Arrivo in camerino; mi tolgo quello che non serve; prendo il mio giubbotto e la mia borsa. Sto pensando se mettermi il giubbetto oppure no. Ma chi se ne frega, la macchina è qui difronte. Devo avere solo a portata di mano la chiave della macchina e vado sicura. A New York si comincia a sentire il freddo, l'autunno è alle porte e bisogna cominciarsi a coprire leggermente di più. 

Ricontrollo tutto e mi dirigo verso l'uscita. Cercando in tutti i modi anche di non sforzare la mano. Prima però m avvicino a Lucy.

<Ciao Mary. Ci vediamo domani> 

<Ciao cara. E poi chi ti ha detto che puoi venire domani! Con quella mano non puoi fare nulla. Prima rimettiti e poi venerdì prossimo ritorni> girandosi verso la mia direzione. Anche qui sto per ribattere ma alza il mestolo in aria per indicarmi <Non accetto nessuna lamentela> con il suo sguardo di sfida. Anche qui mi ritocca sbuffare con l'aggiunta degli occhi che rotolano.

<Va bene> staccandomi dalla porta e uscendo poi definitivamente dal ristorante.

Appena metto piede in macchina, prima di ripartire mi soffermo a vedere la mano. Sulla garza posso notare un po' di sangue, rabbrividisco al modo in cui è potuto succedere una cosa del genere. Prendo un bel respiro, infilo la chiave e parte.
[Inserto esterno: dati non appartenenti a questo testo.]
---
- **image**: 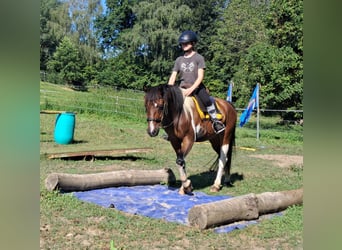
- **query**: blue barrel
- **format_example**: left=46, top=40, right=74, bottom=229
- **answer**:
left=54, top=112, right=75, bottom=144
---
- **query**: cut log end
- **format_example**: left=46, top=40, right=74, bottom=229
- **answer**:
left=45, top=173, right=59, bottom=191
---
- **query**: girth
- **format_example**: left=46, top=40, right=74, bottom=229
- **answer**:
left=191, top=95, right=222, bottom=120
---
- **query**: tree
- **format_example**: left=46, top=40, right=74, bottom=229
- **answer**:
left=266, top=0, right=304, bottom=56
left=47, top=36, right=84, bottom=85
left=234, top=0, right=303, bottom=119
left=234, top=43, right=303, bottom=112
left=207, top=0, right=267, bottom=97
left=94, top=0, right=137, bottom=54
left=40, top=0, right=71, bottom=70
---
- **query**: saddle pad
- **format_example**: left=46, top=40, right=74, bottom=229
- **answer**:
left=191, top=96, right=222, bottom=120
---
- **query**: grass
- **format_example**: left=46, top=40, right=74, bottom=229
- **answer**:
left=40, top=84, right=303, bottom=249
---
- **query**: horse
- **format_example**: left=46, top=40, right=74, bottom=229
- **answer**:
left=144, top=84, right=237, bottom=194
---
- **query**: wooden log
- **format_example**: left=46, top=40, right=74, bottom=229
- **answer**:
left=47, top=148, right=152, bottom=159
left=188, top=188, right=303, bottom=229
left=188, top=194, right=259, bottom=229
left=257, top=188, right=303, bottom=215
left=45, top=168, right=176, bottom=191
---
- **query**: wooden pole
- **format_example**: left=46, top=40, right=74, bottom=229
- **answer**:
left=45, top=168, right=176, bottom=191
left=257, top=83, right=260, bottom=140
left=188, top=188, right=303, bottom=229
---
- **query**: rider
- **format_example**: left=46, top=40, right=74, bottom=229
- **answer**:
left=168, top=30, right=225, bottom=134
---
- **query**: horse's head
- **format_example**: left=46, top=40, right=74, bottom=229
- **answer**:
left=144, top=85, right=167, bottom=137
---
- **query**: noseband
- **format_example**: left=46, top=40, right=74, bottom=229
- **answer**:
left=146, top=117, right=162, bottom=123
left=146, top=103, right=173, bottom=128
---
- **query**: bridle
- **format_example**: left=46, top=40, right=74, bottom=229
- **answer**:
left=146, top=99, right=173, bottom=128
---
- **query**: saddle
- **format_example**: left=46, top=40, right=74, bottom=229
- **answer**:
left=191, top=95, right=222, bottom=120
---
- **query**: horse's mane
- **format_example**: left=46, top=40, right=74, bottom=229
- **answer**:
left=164, top=85, right=184, bottom=115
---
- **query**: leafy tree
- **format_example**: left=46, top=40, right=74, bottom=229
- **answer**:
left=207, top=0, right=267, bottom=97
left=40, top=0, right=71, bottom=70
left=235, top=43, right=303, bottom=112
left=94, top=0, right=137, bottom=54
left=47, top=36, right=84, bottom=85
left=234, top=0, right=303, bottom=119
left=266, top=0, right=304, bottom=56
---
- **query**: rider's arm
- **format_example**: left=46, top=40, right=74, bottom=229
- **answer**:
left=168, top=71, right=177, bottom=85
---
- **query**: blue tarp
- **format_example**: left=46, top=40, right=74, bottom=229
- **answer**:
left=74, top=185, right=280, bottom=233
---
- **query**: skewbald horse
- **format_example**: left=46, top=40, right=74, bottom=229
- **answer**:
left=144, top=84, right=237, bottom=194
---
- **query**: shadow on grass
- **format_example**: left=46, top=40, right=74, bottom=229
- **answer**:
left=60, top=155, right=145, bottom=161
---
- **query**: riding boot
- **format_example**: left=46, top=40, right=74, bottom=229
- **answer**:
left=207, top=104, right=226, bottom=134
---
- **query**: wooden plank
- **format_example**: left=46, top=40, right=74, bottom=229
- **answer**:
left=47, top=148, right=152, bottom=159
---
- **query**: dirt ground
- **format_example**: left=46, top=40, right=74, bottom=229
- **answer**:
left=250, top=154, right=303, bottom=168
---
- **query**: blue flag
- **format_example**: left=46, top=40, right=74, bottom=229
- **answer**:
left=240, top=84, right=259, bottom=127
left=226, top=83, right=233, bottom=102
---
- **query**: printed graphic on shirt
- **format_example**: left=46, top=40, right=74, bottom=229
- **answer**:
left=181, top=62, right=195, bottom=72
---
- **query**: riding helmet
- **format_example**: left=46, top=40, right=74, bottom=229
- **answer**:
left=178, top=30, right=198, bottom=44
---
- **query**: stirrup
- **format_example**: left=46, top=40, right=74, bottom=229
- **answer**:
left=212, top=120, right=226, bottom=134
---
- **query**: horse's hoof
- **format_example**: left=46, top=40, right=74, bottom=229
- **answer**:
left=178, top=180, right=194, bottom=195
left=210, top=185, right=221, bottom=193
left=224, top=181, right=234, bottom=187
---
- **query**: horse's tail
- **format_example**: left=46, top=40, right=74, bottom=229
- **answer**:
left=224, top=126, right=236, bottom=174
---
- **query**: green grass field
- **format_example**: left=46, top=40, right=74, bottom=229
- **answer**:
left=40, top=83, right=303, bottom=249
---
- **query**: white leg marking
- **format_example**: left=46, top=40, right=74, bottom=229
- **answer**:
left=148, top=121, right=154, bottom=133
left=214, top=144, right=229, bottom=188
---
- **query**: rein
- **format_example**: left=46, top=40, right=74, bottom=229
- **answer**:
left=146, top=103, right=173, bottom=128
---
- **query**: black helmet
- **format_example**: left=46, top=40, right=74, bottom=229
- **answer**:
left=178, top=30, right=198, bottom=44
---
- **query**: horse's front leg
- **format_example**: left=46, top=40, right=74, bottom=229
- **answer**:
left=171, top=138, right=193, bottom=195
left=176, top=154, right=193, bottom=195
left=210, top=144, right=229, bottom=192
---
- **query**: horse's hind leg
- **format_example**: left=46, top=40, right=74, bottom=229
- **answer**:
left=176, top=155, right=193, bottom=195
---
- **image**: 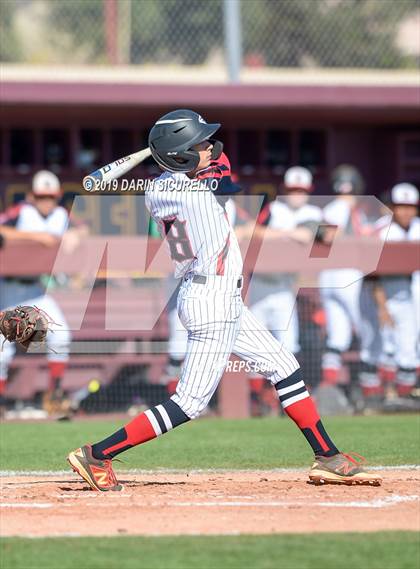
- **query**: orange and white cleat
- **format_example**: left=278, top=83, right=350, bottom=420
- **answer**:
left=309, top=453, right=382, bottom=486
left=67, top=445, right=123, bottom=492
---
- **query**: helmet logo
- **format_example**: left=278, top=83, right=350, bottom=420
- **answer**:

Aziono la mia playlist per non pensare sia al dolore della mano, sia per no pensare ad altro. La prima canzone che capita è proprio quella che mi serviva. 

Walk di Kwabs.

Spengo il cervello e canto a bassa voce. Prima di tornare a casa forse è meglio che mi fermi dal distributore. Domani sarò svogliata e non mi andrà di fare benzina. Come tutto il resto della settimana d'altronde, soprattutto perchè l'università e lo studio mi impiegano molto tempo.

Scendo. Metto benzina. Risalgo in auto. Aziono l'auto.

Una volta. Due volte.

<Ti prego. Perchè adesso? Che cosa ho fatto di male> mi appoggio al sedile e cerco di metabolizzare. La mia auto non parte. Ho una mano fasciata. Non so a chi chiamare visto che Angie è impegnata con sua nonna fino alle 4.

Mi risiedo dritta e scendo dall'auto. L'unica cosa da fare è chiedere al benzinaio.

<Scusi> avvicinandomi a lui.

<Si, mi dica>

<Volevo sapere. Per caso conosce un ottimo meccanico. La mia macchina non parte e non so a chi altro chiedere>  

<Si. Se vuole faccio uno squillo e li avviso. Non è tanto distante da qui. Lavorano bene e sanno fare il loro lavoro>

<Se mi fa questo favore gentilmente. La ringrazio>

<Di nulla> dopo avermi detto questo lo vedo allontanarsi per chiamare il meccanico che mi salverà la vita. 

Nel mentre che aspetto prendo il cellulare dalla tasca e mando un messaggio ad Angie. La chiamerò appena avrò la possibilità.

<Scusi. Mi hanno riferito che arriveranno prima possibile> mi sento dire dal benzinaio.

<Oh grazie mille. Non so come ringraziarla>

<Nessun problema d'avvero> sorridendo e allontanandosi per aiutare un altro cliente.